As the sport of rowing continues to grow, we have the opportunity to coach many people who are just beginning their rowing career. Most of these are adults who have taken a "learn to row" class at their club. If they enjoy the sport, they often come to us to learn more quickly and make improvements that prepare them to row with more experienced rowers back home. In most cases, they were taught in eights with perhaps an experienced club member volunteering to run the class. The coach's goal is mainly to give their charges a taste of the sport, get them out in boats, teach a few basics, and let them see if they like it.
Since the rowing stroke consists primarily of three parts – arms, back and legs – that is often the way it is taught. Push the legs, pivot the body, pull the arms for the drive; and then arms away, body over, ride up the slide for the recovery. In other words, legs, back, arms, arms, body, legs. At the same time, they’re told to sit tall and maintain good posture.
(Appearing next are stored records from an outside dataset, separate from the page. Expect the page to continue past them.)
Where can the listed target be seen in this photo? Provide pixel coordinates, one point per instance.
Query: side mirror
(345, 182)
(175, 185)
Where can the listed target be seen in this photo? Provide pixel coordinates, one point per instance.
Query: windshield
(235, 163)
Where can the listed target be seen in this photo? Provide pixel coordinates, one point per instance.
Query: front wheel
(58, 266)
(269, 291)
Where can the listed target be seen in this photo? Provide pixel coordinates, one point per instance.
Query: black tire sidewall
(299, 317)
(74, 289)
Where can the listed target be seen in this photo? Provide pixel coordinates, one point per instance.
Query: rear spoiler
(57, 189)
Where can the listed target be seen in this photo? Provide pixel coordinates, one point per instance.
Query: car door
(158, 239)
The difficulty with all this is that it often becomes very mechanical and is reinforced with drills such as arms only or pausing with body over and knees down. It's easy to teach it this way, but when reinforced, it gets away from the true essence of the sport, the fluidity of motion that needs to be attained to really make the boat move.
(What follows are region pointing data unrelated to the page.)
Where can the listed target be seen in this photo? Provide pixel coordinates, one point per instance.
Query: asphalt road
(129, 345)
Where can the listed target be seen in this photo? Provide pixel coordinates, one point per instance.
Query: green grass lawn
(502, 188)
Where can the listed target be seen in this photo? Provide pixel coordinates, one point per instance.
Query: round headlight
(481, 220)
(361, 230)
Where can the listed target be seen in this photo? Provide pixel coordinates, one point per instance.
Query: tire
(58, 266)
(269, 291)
Rowing is a dynamic sport. We are looking for motion. The boat is moving through water, a liquid. Water is flat, so only forces in the horizontal plane are going to move the boat forward. Any forces in the vertical plane will cause the boat to lift and then sink and are therefore wasted.
So what would we teach on day one of the "learn to row" class? The rowing motion should contain three elements: 1) horizontal 2) relaxed and 3) fluid. We do this not by sitting up but by staying relaxed and low with the head held horizontal. We emphasize that the arms are the connecting link between the body and the oar and that connection is made through the lat muscle primarily, not the shoulders. We teach that the body motion is more important than the arms so arms away is wasted time and effort, instead we teach the body pushes the arms. Trying to hold the legs down until the oar handle is over the shins just makes one stiff, so we keep the knees soft and never lock the legs down. The knees can begin to come up as soon as the oar reaches the knees and now the body movement out of bow can very easily move into the slide, creating a more fluid motion. As for the catch, a loose muscle is infinitely more responsive than a tight muscle, so keep the arms loose and let them make the catch, not the body. A loose arm can do that much more efficiently than a straight, tight arm.
Obviously there are many more details that could be included and the details are important, but on Day 1, there’s not enough time to go into all that. What can be taught is the natural fluidity, relaxation and horizontal motion of the stroke. Sitting tall, getting quick arms away, holding the knees down – none of that will get you there. Make rowing relaxed and simple... and then it will be more fun as well!